Smoke disperses; ash settles.
The ash and the fragrance come from the same fire.
In a house, a cone of sandalwood meets a match on Sunday mornings, and the smoke rises in a thin ribbon toward the ceiling as the coffee drips and the eggs sizzle in the skillet. It is a habit carried forward from some earlier kitchen, some earlier pair of hands. Every beginning arrives with its own waiting. An unlit cone is a promise, a day still sealed, waiting for the spark.
Then the steam rises, mingling with the scent of sandalwood, as someone lowers themselves into a chair carrying the fatigue of a long week. Even these ordinary gestures lift briefly before clearing into memory.
What stays behind tells its own story. The residue of time spent accumulates in corners rarely examined until circumstance forces a hand into a pocket, a closet, or a drawer. A wool coat pulled from a hall closet in November yields mittens sized for a child who has long since outgrown them, the polar bears still grinning, the thumb worn thin. Stacked against attic rafters or pressed between the pages of forgotten notebooks, these remnants wait. They are not the thing itself but unmistakable evidence that life transpired—a calendar’s penciled squares, fading passport stamps, the worn groove in a threshold stone where a dog waited every afternoon. These artifacts are the after-image of moments that will not return, and carries its own gravity.

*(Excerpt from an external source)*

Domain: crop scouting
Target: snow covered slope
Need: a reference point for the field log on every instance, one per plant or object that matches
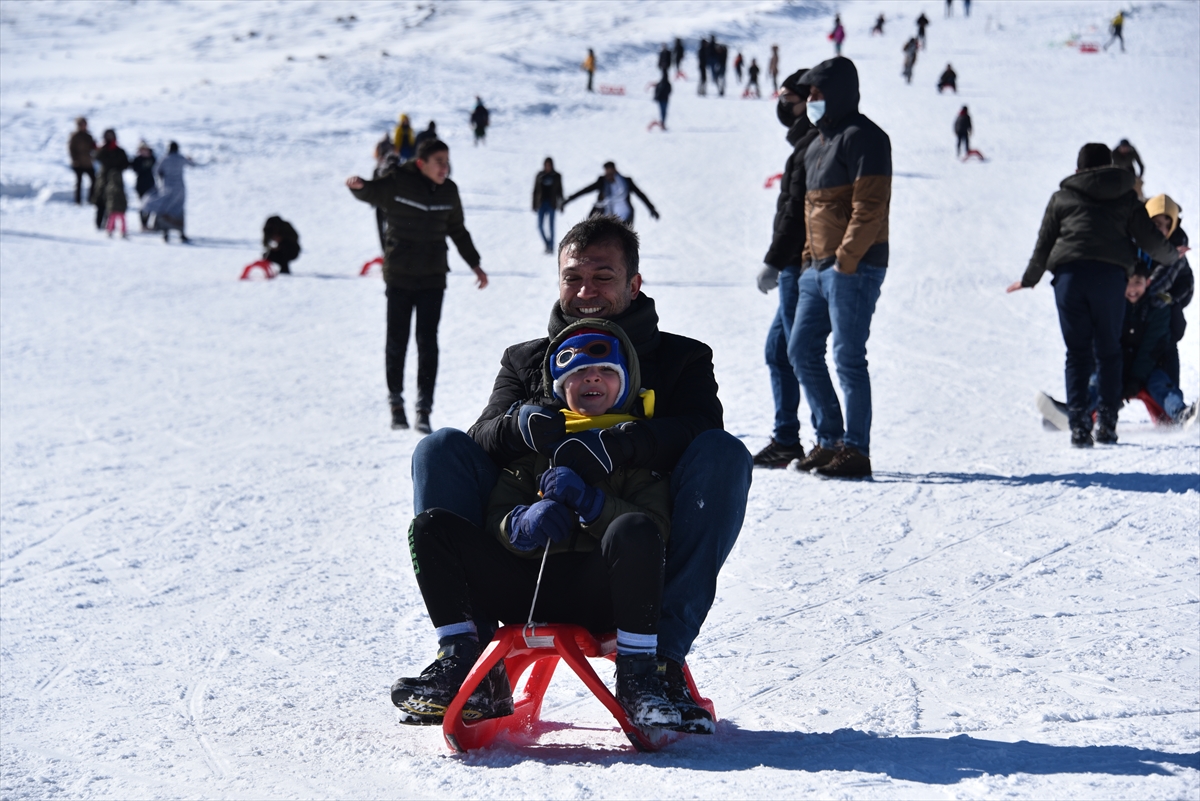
(204, 588)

Some unattended accumulations carry heavier silence. The year deposits its most solemn ash in unexpected places: beside roads traveled daily, in rooms grown suddenly too quiet. A coffee cup is still brought out each morning on a porch and set on the railing where someone used to lean. The cup sits there through the mail delivery, through the school bus, through dusk coming earlier now. Someone retrieves it after dark, washes it, puts it back in the cupboard, and no one speaks of it. The numbers become staggering when reckoned honestly—the empty chairs around a fire pit where neighbors gathered in August, the voice no longer calling from a garden gate, the hand that taught someone to hold a hammer now still. Grief has its own mathematics, its own way of multiplying absence across the remaining days.